When a tort is committed in Rochester, Minnesota, thereby giving the victim the legal right to sue the person who allegedly harmed them, the victim's right to sue is known as a "cause of action."
Rochester, Minnesota's laws recognize many different torts. However, the civil litigation system only deals with a few of these dozens of torts with any frequency. While the most obscure torts are occasionally litigated, there are only a small amount that the average person is likely to deal with (either as a plaintiff or defendant) at some point in their lives. They include fraud, negligence, intentional infliction of emotional distress, and battery.
Types of Torts in Rochester, Minnesota
Negligence: Negligence is by far the most common tort that results in litigation in Rochester, Minnesota. Negligence is a failure to exercise the amount of care appropriate for a given situation, and causing harm to someone else as a result of this carelessness. For example, running a red light is inherently careless. If you run a red light, and cause personal injury or property damage, you are liable for the harm you caused. Of course, this is just one example, and negligence can occur in essentially any context.
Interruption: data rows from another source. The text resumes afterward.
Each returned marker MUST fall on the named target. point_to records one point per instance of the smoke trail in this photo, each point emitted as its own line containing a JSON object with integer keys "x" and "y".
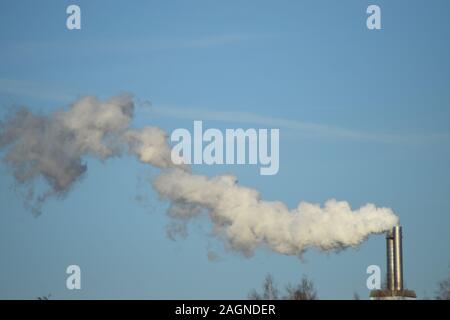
{"x": 246, "y": 222}
{"x": 53, "y": 147}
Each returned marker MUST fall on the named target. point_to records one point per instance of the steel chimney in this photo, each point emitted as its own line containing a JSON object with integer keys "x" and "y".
{"x": 394, "y": 259}
{"x": 390, "y": 258}
{"x": 398, "y": 258}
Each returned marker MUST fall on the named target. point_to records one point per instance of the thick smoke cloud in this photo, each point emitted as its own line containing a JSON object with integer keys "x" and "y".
{"x": 53, "y": 148}
{"x": 246, "y": 222}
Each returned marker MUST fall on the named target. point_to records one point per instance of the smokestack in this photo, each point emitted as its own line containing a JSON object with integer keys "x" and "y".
{"x": 390, "y": 260}
{"x": 394, "y": 259}
{"x": 398, "y": 262}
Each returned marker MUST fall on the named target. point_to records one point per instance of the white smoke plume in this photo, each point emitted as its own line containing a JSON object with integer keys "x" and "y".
{"x": 53, "y": 147}
{"x": 246, "y": 222}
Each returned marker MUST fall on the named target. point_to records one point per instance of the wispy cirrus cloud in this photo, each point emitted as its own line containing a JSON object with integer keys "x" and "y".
{"x": 309, "y": 129}
{"x": 34, "y": 90}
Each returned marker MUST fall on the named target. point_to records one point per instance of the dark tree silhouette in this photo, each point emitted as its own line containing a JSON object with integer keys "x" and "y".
{"x": 305, "y": 290}
{"x": 443, "y": 291}
{"x": 270, "y": 291}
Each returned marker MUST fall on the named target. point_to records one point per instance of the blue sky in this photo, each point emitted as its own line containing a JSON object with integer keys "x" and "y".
{"x": 379, "y": 102}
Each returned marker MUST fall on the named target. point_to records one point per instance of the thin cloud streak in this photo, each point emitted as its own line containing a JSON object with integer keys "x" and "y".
{"x": 305, "y": 128}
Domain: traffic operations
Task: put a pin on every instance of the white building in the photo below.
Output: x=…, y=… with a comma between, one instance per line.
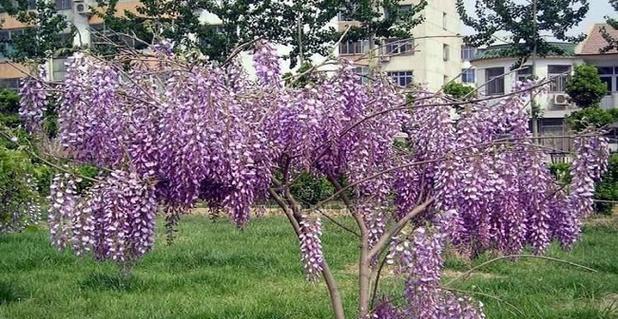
x=492, y=68
x=432, y=57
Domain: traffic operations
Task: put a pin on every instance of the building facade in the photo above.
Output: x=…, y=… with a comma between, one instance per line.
x=431, y=58
x=494, y=76
x=77, y=13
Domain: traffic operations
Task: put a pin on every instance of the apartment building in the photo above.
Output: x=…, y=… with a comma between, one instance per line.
x=492, y=68
x=78, y=15
x=432, y=57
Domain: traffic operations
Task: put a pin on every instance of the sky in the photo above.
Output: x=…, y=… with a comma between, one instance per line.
x=598, y=9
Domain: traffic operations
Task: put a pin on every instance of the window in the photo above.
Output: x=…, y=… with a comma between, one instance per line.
x=64, y=4
x=11, y=83
x=444, y=20
x=362, y=72
x=468, y=76
x=608, y=76
x=354, y=47
x=445, y=52
x=524, y=74
x=495, y=81
x=59, y=69
x=401, y=78
x=398, y=46
x=559, y=75
x=468, y=53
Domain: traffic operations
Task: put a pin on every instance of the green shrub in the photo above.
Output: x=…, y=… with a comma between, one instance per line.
x=19, y=204
x=585, y=87
x=459, y=91
x=591, y=117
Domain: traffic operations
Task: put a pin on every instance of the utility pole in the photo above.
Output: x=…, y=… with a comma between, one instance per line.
x=533, y=111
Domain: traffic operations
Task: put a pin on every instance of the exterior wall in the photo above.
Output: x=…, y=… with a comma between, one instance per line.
x=545, y=101
x=82, y=23
x=441, y=26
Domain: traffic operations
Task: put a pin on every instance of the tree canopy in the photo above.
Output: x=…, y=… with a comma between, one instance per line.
x=524, y=27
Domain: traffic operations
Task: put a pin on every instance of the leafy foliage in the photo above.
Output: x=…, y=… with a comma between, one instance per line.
x=517, y=18
x=45, y=34
x=591, y=117
x=242, y=21
x=19, y=204
x=585, y=87
x=169, y=134
x=612, y=43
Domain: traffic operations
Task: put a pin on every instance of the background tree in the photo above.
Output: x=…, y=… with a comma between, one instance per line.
x=586, y=88
x=459, y=91
x=47, y=33
x=612, y=43
x=300, y=25
x=524, y=23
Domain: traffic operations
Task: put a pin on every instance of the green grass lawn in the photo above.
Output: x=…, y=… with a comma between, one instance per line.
x=215, y=271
Fraud: Unlike negligence, fraud is an intentional tort. Like negligence, courts in Rochester, Minnesota deal with it quite frequently. Put simply, fraud is a lie told for personal gain. It requires an affirmative misrepresentation, which the speaker knows to be false, intended to induce the victim to render some benefit to the speaker, which causes actual harm (such as financial loss) to the victim. It happens most often when somebody is trying to sell something for more than it's worth, and lies about the nature or value of the product to the buyer. If the buyer relies on the seller's false statements of fact in making the decision to buy the product, the seller has committed fraud. In such a case, the buyer is legally entitled to compensation for the harm suffered as a result of the fraud.
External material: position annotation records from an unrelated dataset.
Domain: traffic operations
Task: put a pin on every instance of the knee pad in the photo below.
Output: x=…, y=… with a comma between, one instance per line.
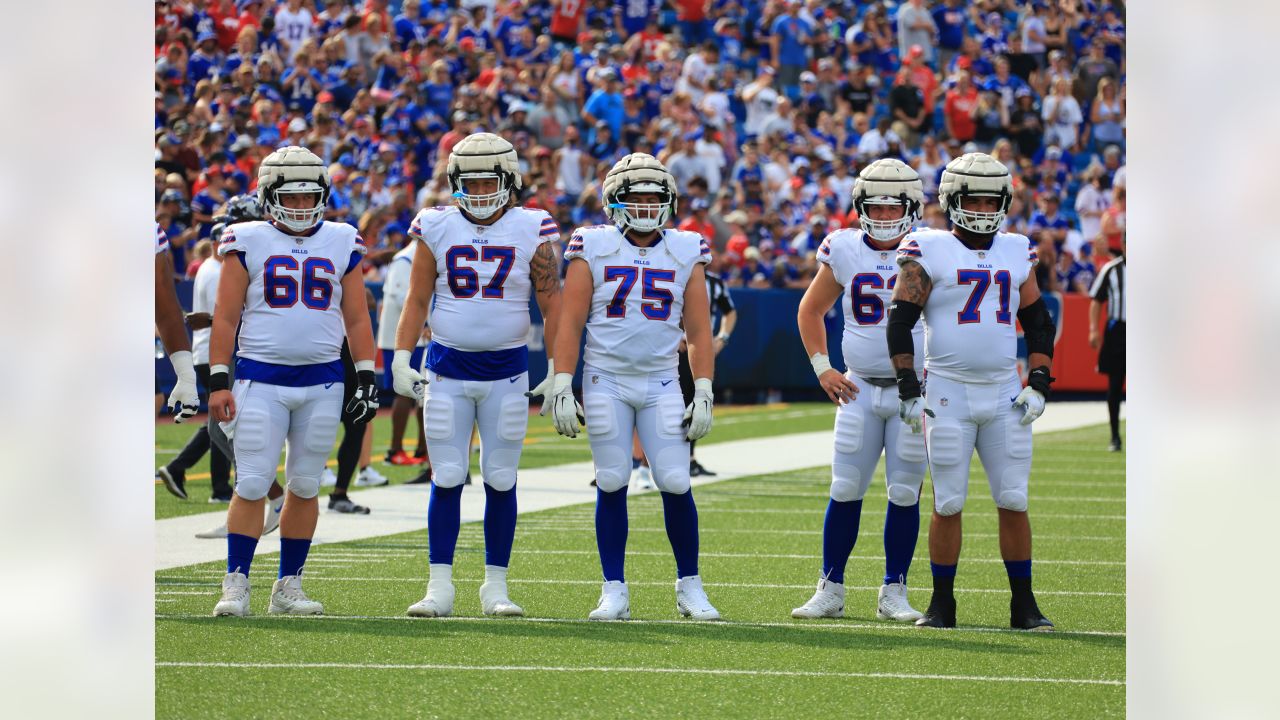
x=671, y=469
x=499, y=469
x=612, y=468
x=846, y=483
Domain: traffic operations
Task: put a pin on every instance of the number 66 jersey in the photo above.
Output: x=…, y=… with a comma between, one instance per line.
x=638, y=296
x=969, y=317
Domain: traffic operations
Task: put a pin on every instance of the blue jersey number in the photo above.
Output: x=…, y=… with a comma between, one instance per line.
x=981, y=282
x=465, y=282
x=283, y=291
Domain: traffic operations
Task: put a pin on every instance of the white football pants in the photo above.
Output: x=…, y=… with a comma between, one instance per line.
x=652, y=405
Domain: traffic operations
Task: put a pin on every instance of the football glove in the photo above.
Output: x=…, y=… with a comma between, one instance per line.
x=364, y=405
x=544, y=387
x=183, y=401
x=405, y=379
x=566, y=410
x=698, y=415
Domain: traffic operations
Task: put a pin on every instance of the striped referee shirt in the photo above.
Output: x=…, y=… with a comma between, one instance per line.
x=1110, y=287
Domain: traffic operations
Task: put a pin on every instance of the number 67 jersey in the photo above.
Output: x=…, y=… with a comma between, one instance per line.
x=969, y=317
x=638, y=296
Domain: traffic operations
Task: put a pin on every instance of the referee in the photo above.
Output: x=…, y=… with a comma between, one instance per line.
x=722, y=308
x=1110, y=288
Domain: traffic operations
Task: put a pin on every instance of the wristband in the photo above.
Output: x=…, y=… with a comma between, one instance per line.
x=821, y=363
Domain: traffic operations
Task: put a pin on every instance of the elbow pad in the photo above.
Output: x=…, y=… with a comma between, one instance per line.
x=1038, y=327
x=903, y=317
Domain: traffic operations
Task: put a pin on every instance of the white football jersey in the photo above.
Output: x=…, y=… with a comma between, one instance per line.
x=868, y=276
x=639, y=296
x=969, y=317
x=293, y=304
x=483, y=283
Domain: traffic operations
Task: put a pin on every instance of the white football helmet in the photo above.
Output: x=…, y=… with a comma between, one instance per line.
x=976, y=174
x=888, y=182
x=639, y=172
x=293, y=171
x=484, y=155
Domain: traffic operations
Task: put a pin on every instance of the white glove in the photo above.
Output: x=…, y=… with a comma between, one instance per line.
x=405, y=379
x=544, y=387
x=698, y=415
x=1032, y=402
x=183, y=401
x=913, y=411
x=566, y=410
element of battery is pretty straightforward: if you engage in physical contact with another that causes pain and/or injury, you've committed battery. It's important to note that the contact does not need to be harmful to amount to battery - it can also be offensive. What constitutes "offensive" contact is largely subjective, and unless the conduct is truly sleazy (unwanted sexual contact, for example), a battery lawsuit is pretty unlikely to result. One of the more severe forms of battery can occur when a patient is in surgery, and the surgeon, for whatever reason, operates on the wrong body part. Because the patient did not consent to this contact, the surgeon has committed a severe form of battery.
Intentional Infliction of Emotional Distress: Intentional infliction of emotional distress, or IIED, is a relatively new tort in Rochester, Minnesota. It is committed when someone deliberately causes emotional distress or trauma to another person by engaging in outrageous conduct, with the intent of causing such distress. Note that the defendant does not need to cause physical injuries to the plaintiff to be liable for IIED, but the plaintiff does have to produce evidence that they suffered emotional distress. This evidence usually comes in the form of a report from a psychiatrist who evaluated the plaintiff's mental condition.
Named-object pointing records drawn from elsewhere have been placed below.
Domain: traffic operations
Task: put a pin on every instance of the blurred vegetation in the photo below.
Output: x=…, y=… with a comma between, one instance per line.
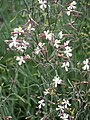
x=20, y=86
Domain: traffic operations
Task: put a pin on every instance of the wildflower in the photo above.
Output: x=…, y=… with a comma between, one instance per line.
x=14, y=42
x=29, y=28
x=86, y=64
x=39, y=47
x=57, y=80
x=65, y=65
x=42, y=4
x=60, y=34
x=20, y=59
x=48, y=35
x=71, y=7
x=65, y=103
x=60, y=107
x=68, y=51
x=41, y=103
x=56, y=43
x=66, y=43
x=46, y=92
x=18, y=30
x=64, y=116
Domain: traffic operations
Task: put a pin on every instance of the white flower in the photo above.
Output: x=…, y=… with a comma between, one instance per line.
x=41, y=103
x=42, y=4
x=57, y=80
x=14, y=42
x=86, y=64
x=60, y=34
x=68, y=51
x=64, y=116
x=65, y=65
x=56, y=43
x=48, y=35
x=20, y=60
x=65, y=103
x=19, y=30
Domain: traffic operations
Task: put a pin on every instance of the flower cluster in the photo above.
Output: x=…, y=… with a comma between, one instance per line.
x=71, y=7
x=42, y=4
x=61, y=108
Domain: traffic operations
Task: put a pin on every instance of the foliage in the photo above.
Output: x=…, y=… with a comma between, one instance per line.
x=44, y=60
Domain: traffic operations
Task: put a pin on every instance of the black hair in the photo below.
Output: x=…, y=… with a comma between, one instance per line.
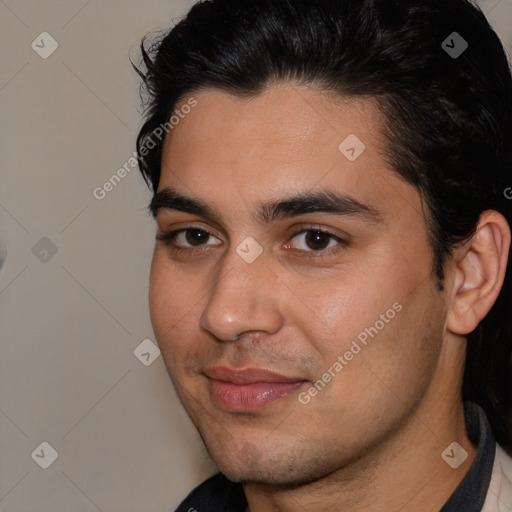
x=447, y=117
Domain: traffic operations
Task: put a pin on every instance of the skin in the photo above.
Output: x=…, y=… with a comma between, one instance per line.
x=372, y=439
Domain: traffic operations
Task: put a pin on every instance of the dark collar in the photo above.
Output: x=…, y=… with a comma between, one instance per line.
x=221, y=495
x=471, y=493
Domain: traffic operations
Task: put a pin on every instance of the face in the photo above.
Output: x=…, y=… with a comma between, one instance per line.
x=291, y=287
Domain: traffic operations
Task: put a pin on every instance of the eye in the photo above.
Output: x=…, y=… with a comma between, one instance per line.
x=189, y=237
x=315, y=240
How Can A Rochester, Minnesota Tort Lawyer Help?
If you have been the victim of a tort in , Minnesota, you have the authority to seek legal redress. And if you have been sued for a tort, you have a right to defend yourself.
In either of those cases, you will almost certainly benefit from the counsel of a competent tort lawyer in Rochester, Minnesota. In addition to improving your chances of winning your case, should it go to trial, a good lawyer will also make every effort to prevent the issue from going to trial in the first place, by attempting to negotiate a settlement with the other side that's acceptable to both parties.